PROJECT SUMMARY/ABSTRACT The recent wave of cryo-electron microscopy (cryo-EM) studies on amyloid fibrils has highlighted the complexity of protein deposition amongst patients of amyloid diseases. A convincing example is found in tau, a microtubule binding protein whose pathological aggregation causes tauopathies. Each of these tauopathies seems to be associated with a particular structural assembly, suggesting causality. Similar to tauopathies, other amyloid diseases manifest differential prognosis, onset, and symptomatology. This is the case of TDP-43, α-synuclein, β-amyloid, or transthyretin (TTR), to name a few. We hypothesize that these phenotypical differences are driven by the formation of various structural assemblies, similar to what is found in tau. As a consequence, the detection of these disease-specific assemblies in a timely manner could ensure proper diagnosis and treatment. We aim to map the structural spectrum of amyloid fibrils in an amyloid disease model using cryo-EM and a co- culture system to be developed in our laboratory. Using the obtained structural information, our laboratory will design structure-specific peptides for the detection and inhibition of amyloid fibrils in cells, mice, and patient- derived samples. If successful, our study will serve as a launching platform for the development of personalized structure-based diagnostics and therapeutics for amyloid diseases.

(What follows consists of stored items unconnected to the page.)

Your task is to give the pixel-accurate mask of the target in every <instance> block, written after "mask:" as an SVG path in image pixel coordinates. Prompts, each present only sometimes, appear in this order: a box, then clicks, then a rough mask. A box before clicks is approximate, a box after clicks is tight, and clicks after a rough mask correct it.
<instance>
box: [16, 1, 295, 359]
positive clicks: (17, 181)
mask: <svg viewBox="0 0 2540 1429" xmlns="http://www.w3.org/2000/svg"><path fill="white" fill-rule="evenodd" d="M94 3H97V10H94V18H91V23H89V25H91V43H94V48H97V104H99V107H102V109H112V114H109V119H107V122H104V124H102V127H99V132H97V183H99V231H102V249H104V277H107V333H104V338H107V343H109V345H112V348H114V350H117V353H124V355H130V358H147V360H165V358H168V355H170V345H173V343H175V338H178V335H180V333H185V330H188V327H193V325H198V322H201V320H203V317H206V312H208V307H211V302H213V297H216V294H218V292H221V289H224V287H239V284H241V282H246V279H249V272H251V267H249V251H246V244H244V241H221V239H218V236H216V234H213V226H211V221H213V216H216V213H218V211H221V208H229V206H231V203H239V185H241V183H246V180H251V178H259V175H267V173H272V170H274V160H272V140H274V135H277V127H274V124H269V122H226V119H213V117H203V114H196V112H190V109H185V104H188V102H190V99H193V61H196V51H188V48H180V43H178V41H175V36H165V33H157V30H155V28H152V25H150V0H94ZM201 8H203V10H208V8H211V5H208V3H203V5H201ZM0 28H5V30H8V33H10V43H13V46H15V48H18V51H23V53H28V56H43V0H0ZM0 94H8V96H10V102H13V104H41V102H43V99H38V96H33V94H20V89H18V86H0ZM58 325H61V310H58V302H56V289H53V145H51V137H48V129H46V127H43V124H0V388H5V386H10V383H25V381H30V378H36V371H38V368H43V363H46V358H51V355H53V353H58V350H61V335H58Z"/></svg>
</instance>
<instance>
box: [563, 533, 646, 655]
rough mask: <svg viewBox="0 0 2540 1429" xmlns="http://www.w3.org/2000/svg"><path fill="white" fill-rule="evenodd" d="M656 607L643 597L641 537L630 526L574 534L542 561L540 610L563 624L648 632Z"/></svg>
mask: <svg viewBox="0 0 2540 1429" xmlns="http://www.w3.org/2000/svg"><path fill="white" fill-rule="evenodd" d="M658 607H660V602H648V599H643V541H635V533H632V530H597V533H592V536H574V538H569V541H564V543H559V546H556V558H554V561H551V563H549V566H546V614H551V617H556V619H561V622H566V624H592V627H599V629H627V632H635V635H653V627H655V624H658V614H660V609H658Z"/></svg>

项目总结/摘要 最近一波对淀粉样纤维的冷冻电子显微镜（cryo-EM）研究突出了淀粉样纤维的复杂性， 淀粉样疾病患者的蛋白质沉积。一个令人信服的例子是在tau蛋白中发现的， 病理性聚集引起tau蛋白病的结合蛋白。每一种tau蛋白病 与一个特定的结构组合有关，表明因果关系。与tau蛋白病相似，其他淀粉样蛋白 疾病表现出不同的预后、发病和病理学。这是TDP-43，α-突触核蛋白， β-淀粉样蛋白或甲状腺素运载蛋白（TTR），仅举几例。我们假设这些表型差异是由 通过形成各种结构组装，类似于在tau中发现的。因此，检测 这些疾病特异性组件的及时检测可以确保正确的诊断和治疗。 我们的目的是利用冷冻电镜和共聚焦显微镜， 培养系统，在我们的实验室。利用获得的结构信息，我们的实验室将 设计结构特异性肽，用于检测和抑制细胞、小鼠和患者中的淀粉样蛋白原纤维， 衍生样品。如果成功，我们的研究将作为一个启动平台，为发展个性化 淀粉样蛋白疾病的基于结构的诊断和治疗。